El diseñador argumentaba en las notas que acompañaban al desfile que se trataba de una vuelta al grado cero, al prototipo del taller, al inicio de la creación y al momento en que un cuerpo empieza a vestirse. Una idea visualmente muy efectista pero ejecutada de forma demasiado literal. No solo porque las modelos, muy delgadas, exponían más sus cuerpos que la ropa que teóricamente los cubría, también porque es complicado imaginar la producción de este desfile y su puesta en tienda, con percheros repletos de gasas transparentes de color carne. Vaccarello, sin embargo, ha querido apostar por su propuesta de manera tan tajante que en todo el desfile solo apareció un único bolso, fuente principal de ingresos de la marca. Apelar a la sexualidad explícita, sobre todo cuando Instagram prohíbe mostrar pezones, es un truco antiguo pero eficaz. Quizá sea esa la alternativa para mantener a flote una marca que hasta hoy llevaba un ascenso imparable en su facturación. O quizá sea simplemente un ejercicio creativo vacío. En este periodo de transición hacia alguna parte todo es posible.
La delgadez de Saint Laurent llamaba especialmente la atención porque el desfile anterior, el de la belga Ester Manas, también utilizaba la gasa, esta vez de colores, para ceñir cuerpos de tallas y siluetas diversas, como suele ser habitual en ella, demostrando que la creatividad en este sector puede ser realista, algo que la mayoría, escudada en una supuesta perfección inalcanzable, no parece tener todavía claro.
Pero en estas dos jornadas en las que las grandes firmas no parecen tener claro qué camino tomar para seguir aumentando las marcas siempre hay alguien que parece tenerlo claro: Dries van Noten.
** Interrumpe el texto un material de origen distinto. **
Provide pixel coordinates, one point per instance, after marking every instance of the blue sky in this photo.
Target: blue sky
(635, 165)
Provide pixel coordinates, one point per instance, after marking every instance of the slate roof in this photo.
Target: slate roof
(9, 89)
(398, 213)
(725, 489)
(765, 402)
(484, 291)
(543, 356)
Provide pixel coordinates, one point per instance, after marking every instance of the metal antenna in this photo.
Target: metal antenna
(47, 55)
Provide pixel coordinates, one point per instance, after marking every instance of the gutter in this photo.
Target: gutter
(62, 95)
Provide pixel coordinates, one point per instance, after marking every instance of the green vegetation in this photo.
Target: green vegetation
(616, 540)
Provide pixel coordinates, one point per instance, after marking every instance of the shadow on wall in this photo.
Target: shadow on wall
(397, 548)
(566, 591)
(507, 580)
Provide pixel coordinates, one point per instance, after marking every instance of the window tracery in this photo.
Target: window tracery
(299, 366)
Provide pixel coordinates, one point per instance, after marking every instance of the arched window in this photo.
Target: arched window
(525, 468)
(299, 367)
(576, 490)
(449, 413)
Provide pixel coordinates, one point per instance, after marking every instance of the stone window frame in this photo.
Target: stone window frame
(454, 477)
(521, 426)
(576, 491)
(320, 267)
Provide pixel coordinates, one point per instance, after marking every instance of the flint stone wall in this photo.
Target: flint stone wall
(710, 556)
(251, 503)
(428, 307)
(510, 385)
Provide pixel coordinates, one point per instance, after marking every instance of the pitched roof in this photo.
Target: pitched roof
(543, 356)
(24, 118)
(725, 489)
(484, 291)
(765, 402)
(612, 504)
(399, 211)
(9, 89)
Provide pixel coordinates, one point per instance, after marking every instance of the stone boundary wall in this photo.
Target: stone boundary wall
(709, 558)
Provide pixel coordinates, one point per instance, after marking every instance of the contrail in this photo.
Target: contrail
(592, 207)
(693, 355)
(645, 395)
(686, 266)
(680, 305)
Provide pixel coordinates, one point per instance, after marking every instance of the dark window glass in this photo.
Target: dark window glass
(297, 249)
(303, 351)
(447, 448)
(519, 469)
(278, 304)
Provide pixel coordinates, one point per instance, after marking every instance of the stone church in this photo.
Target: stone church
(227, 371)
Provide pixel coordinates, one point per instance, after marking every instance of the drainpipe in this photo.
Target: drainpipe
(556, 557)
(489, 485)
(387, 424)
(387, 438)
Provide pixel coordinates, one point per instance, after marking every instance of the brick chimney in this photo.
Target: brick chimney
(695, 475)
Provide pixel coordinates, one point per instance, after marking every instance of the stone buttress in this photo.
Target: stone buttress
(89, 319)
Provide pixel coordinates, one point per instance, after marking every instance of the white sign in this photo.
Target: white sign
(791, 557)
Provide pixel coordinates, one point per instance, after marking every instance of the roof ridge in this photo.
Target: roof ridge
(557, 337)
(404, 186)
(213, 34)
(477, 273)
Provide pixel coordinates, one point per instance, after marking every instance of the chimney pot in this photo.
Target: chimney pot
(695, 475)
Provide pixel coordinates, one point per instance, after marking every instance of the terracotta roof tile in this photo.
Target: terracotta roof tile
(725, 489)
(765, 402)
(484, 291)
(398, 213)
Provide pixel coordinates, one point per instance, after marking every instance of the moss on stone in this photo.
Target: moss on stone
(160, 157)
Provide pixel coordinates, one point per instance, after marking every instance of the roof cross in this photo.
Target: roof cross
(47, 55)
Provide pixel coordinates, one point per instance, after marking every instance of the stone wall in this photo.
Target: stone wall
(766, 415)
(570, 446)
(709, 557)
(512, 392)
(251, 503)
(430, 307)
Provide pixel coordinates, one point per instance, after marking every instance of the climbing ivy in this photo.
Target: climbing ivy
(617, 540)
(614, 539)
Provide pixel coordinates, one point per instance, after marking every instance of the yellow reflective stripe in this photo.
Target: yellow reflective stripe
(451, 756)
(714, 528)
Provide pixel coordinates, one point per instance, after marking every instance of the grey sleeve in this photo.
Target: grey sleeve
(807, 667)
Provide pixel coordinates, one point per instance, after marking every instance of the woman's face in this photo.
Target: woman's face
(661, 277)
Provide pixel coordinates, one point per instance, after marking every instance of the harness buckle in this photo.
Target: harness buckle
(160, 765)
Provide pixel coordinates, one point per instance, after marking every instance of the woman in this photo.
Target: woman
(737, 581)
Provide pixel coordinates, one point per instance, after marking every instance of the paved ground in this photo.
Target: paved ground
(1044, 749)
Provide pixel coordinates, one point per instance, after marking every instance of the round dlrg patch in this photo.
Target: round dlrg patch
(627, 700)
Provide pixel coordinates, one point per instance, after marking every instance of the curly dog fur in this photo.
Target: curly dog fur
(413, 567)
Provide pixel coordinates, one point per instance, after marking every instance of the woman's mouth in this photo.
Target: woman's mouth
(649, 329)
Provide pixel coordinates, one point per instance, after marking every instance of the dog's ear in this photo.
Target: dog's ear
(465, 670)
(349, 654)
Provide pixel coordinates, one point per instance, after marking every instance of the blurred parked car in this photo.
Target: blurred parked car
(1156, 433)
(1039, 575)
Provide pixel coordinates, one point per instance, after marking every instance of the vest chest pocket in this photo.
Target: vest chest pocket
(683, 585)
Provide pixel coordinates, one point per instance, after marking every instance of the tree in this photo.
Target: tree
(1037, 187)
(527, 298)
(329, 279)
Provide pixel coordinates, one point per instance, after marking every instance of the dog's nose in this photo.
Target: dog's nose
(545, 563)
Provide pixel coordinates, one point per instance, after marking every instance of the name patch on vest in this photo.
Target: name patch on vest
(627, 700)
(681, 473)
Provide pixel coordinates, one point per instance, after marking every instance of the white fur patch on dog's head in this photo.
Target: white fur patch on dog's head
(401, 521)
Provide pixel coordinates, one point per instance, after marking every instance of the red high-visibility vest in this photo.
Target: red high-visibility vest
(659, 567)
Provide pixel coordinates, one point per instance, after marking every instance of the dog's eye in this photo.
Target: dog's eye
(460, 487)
No importa que no haya derrochado mezclas de estampados, que es lo que siempre se espera de él, porque hasta con las mezclas audaces de colores pastel, con las bomber y los vaqueros a la rodilla, con los abrigos con pequeños flecos plateados (que se replicaban de algún modo en el largo flequillo de las modelos) sigue siendo Dries van Noten, alguien que lleva 40 años cambiando para que nada cambie, que nos recuerda que la moda es expresión, pero que no hacen falta desnudos ni fuegos artificiales para que lo sea. Solo hace falta saber jugar con los tejidos, explorar la gama cromática y saber cortar sutilmente prendas básicas para marcar la diferencia. Y sin intentar ni seducir a las masas ni a ese hipotético 1% que, según las grandes marcas, un día quiere jerséis de cachemir, otro ser democrático y al siguiente parecerse a una estrella en la alfombra roja.